One thing is for sure: The first 50 men to arrive at the former all-women's school in 1997 as resident freshmen endured stares, taunts, and the cold shoulder. Isolated, they turned to pranks to amuse themselves - and bonded into a fraternal group they dubbed the "Fab 50."
"That first year was very, very difficult, because the women really didn't want us there," recalls Richard Starr Jr., one of the 16 members of the Fab 50 who graduated from the Fulton, Mo., school May 5. "A lot of them had come [to William Woods] because it was all women. We were responsible for ruining their school, their tradition."
Like a few others, Mr. Starr was drawn by a volleyball scholarship - and the challenge.
"The year before I had visited," he recalls. "You could tell it was not all smiles when we arrived. At that time it was a 'pack your bags university' where women went off campus to socialize."
After the school year began, there was a string of pranks, including "a little destruction" in the dorms and the Christmas-tree stunt. It made some longtime administrators furious.
"Really, I think we hit 'em, and they just weren't ready for us," Starr says. "Some women thought we were destroying the campus."
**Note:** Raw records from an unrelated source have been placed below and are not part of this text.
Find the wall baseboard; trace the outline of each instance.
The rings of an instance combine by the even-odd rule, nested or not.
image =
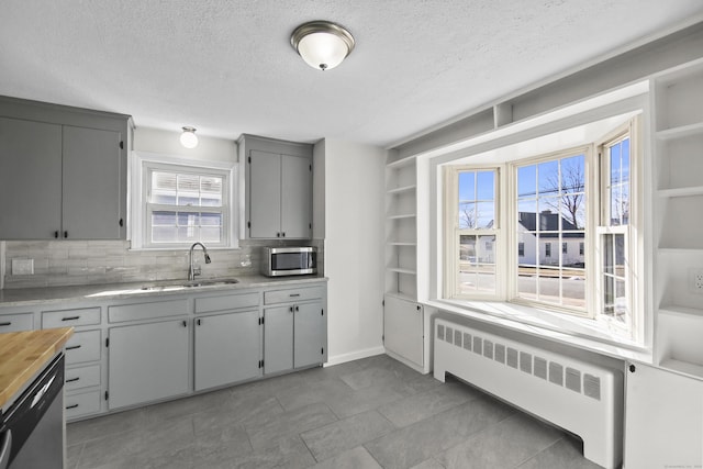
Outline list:
[[[372,347],[366,348],[364,350],[350,351],[348,354],[335,355],[327,357],[327,362],[324,364],[325,367],[332,367],[334,365],[346,364],[347,361],[359,360],[361,358],[373,357],[376,355],[382,355],[386,353],[386,349],[381,347]]]

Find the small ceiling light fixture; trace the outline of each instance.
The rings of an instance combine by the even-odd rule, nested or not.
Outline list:
[[[196,127],[183,127],[183,133],[180,134],[180,144],[186,148],[194,148],[198,146],[198,135],[196,135]]]
[[[295,27],[290,44],[308,65],[330,70],[354,51],[354,36],[330,21],[311,21]]]

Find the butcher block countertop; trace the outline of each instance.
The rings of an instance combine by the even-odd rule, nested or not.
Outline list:
[[[0,334],[0,409],[44,369],[72,334],[72,327]]]

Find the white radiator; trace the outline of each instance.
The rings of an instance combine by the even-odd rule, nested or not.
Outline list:
[[[437,319],[434,377],[445,372],[580,436],[587,459],[622,462],[622,371]]]

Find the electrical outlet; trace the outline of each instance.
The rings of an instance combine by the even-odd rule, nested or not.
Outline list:
[[[12,259],[13,276],[34,275],[34,259]]]
[[[689,286],[694,293],[703,293],[703,269],[689,269]]]

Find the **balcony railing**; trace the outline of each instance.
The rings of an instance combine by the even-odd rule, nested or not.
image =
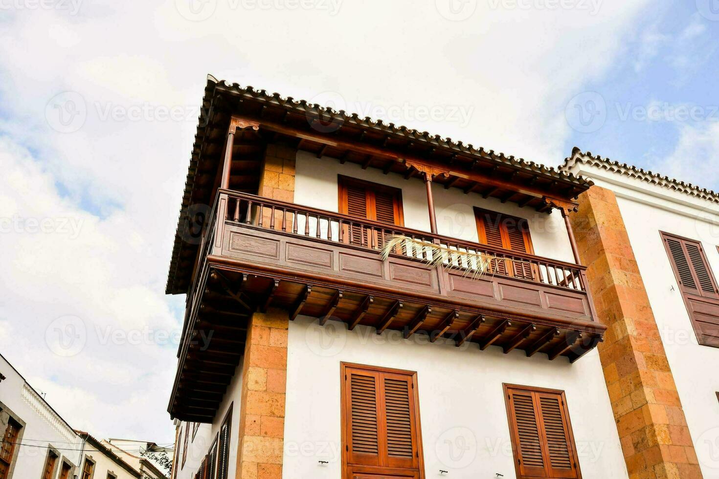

After the first years, though, things settled down. The social scene became more typical of a coed campus. Professors seemed eager, too, to adapt their courses - and the women began to accept men as a regular part of campus life. Two new fraternities were started this past year.
Despite the initial challenge, Starr says he had the time of his life and would not, in retrospect, change his decision to attend.
"The university has gone from a place with no heartbeat to a living and breathing place," he says. "It's come alive. And it was neat to be there to watch it."